Mellon Funded Racial Justice Learning Communities
Two learning communities (LC) will run this fall in conjunction with the Africana
Studies and the Humanities at Skidmore: Transnational Explorations in Social Justice
grant from the Mellon Foundation.
Each LC begins Sept. 16 and will have commitments of about two hours weekly during
the semester. Upon completion of an LC, folks interested in applying their learning
in an LC will be invited to be compensated for participating in the Racial Justice
Teaching Challenge initiative in a subsequent semester. Faculty and staff who participate in a learning community will be compensated $750.
Selections will prioritize faculty and staff with direct teaching responsibilities
or who are engaged in projects/initiatives that impact diversity, equity, justice,
and inclusion efforts on campus; however, you are welcome to apply to join a learning
community as many times as you wish throughout the duration of the grant.
Please review the options available and, if interested, contact the respective facilitator(s)
directly by Friday, Sept. 6. Staff members should contact their supervisor prior to applying to join an LC.

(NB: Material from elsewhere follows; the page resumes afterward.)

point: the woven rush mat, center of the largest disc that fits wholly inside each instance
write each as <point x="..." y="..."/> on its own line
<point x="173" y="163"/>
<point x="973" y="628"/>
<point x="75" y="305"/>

The Haudenosaunee Thanksgiving Address as Transformative Worldview and Pedagogy
Meeting Time: Mondays, 12:15-2:15 p.m. (Weller Room, LIB 212)
Max Enrollment: 12
Facilitators: Kahstoserakwathe Paulette Moore, visiting lecturer and Co-Creation Initiative
community partner, and Angela Beallor, documentarian in community co-creation, MDOCS
Community description
In this learning community, we center the Haudenosaunee Ohénton Karihwatéhkwen/Thanksgiving
Address as a challenge, inspiration, and guide for the way we may transform perceptions,
interactions, and outcomes in our classrooms, with the public, and with each other.
As the effects of recent years of social, economic, and climate upheaval and ongoing
stress around illness continue to take their toll, educators and students alike benefit
from a shift and expansion in the ways we listen, teach, understand, and learn.
The Ohénton Karihwatéhkwen (OK) is the foundational Haudenosaunee ceremony that reminds
us to create around us an environment of gratitude, reciprocity, abundance, and responsibility
which serves to shore up our collective intellect, spirit, and ways of moving through
the world. This is not an abstract, theoretical, or shamanistic exploration. The OK
reminds us that the natural world supports us by providing food, shelter, water, language,
guidance (through wind, landscape, and more), and examples of how we may live through
the rhythms and wisdom of the animal world and the understandings of how our seasons
unfold.
Perceptions, values, and actions shift as we center the natural world in this way.
When COVID hit our Haudenosaunee communities and people were at a loss of what to
do, our Akwesasne Bear Clan Mother told us she had given the illness a Kanyen’kehà:ka
name so we can be in relationship with the illness, understand why it is here, and
ask it to leave. This provided a powerful, collective way forward for our communities.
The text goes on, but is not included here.